In this project, you will be provided with a real-world dataset, extracted from Kaggle, on San Francisco crime incidents, and you will provide statistical analyses of the data using Apache Spark Structured Streaming. You will draw on the skills and knowledge you've learned in this course to create a Kafka server to produce data, and ingest data through Spark Structured Streaming.
- Java 1.8.x
- Scala 2.11.x
- Spark 2.4.x
- Kafka
- Python 3.6 or above
- Zookeeper:
/usr/bin/zookeeper-server-start config/zookeeper.properties
- Kafka server:
/usr/bin/kafka-server-start config/server.properties
- Insert data into topic:
python kafka_server.py
- Kafka consumer:
kafka-console-consumer --from-beginning --bootstrap-server localhost:9092
spark-submit --packages org.apache.spark:spark-sql-kafka-0-10_2.11:2.4.4 --master local[*] data_stream.py
1. How did changing values on the SparkSession property parameters affect the throughput and latency of the data?
The performance evaluation metric we could refer to is processedRowsPerSecond
, higher the number, better performance we have.
2. What were the 2-3 most efficient SparkSession property key/value pairs? Through testing multiple variations on values, how can you tell these were the most optimal?

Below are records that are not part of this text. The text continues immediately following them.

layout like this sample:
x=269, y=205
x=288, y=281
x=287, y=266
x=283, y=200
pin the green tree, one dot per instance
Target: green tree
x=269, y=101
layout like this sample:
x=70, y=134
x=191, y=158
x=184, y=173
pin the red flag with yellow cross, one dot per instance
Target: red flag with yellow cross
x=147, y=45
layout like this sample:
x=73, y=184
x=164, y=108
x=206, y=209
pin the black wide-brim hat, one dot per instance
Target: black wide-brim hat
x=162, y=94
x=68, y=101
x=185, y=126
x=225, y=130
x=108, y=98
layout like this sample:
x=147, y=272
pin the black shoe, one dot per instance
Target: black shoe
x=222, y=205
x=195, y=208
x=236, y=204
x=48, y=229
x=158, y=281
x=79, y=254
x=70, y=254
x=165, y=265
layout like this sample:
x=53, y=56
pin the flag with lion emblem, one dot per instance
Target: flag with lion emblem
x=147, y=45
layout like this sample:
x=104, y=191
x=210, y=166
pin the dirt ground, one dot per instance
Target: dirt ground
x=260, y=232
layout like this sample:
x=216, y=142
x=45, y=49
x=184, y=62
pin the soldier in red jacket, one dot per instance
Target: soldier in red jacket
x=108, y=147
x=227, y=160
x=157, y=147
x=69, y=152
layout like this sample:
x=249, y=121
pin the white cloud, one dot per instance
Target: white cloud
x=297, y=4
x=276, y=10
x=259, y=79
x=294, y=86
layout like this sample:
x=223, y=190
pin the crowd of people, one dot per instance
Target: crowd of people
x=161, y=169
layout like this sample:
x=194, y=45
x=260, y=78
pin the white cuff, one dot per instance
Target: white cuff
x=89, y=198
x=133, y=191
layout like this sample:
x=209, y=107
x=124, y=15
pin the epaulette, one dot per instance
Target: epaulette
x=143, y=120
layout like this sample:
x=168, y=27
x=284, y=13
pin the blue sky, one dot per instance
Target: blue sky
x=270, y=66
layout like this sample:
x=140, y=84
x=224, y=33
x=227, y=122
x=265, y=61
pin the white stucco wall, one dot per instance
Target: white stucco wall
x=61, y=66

To make the performance better, we should maximize the processedRowsPerSecond
as mentioned above. the most pairs are:
- spark.default.parallelism
- spark.sql.shuffle.partitions
to pick the parallelism, the ideal number would be 3 * CPU core
. and for partitions, asssuming we are using HDFS, typical partition size is 64MB. then the number is total data size/64MB.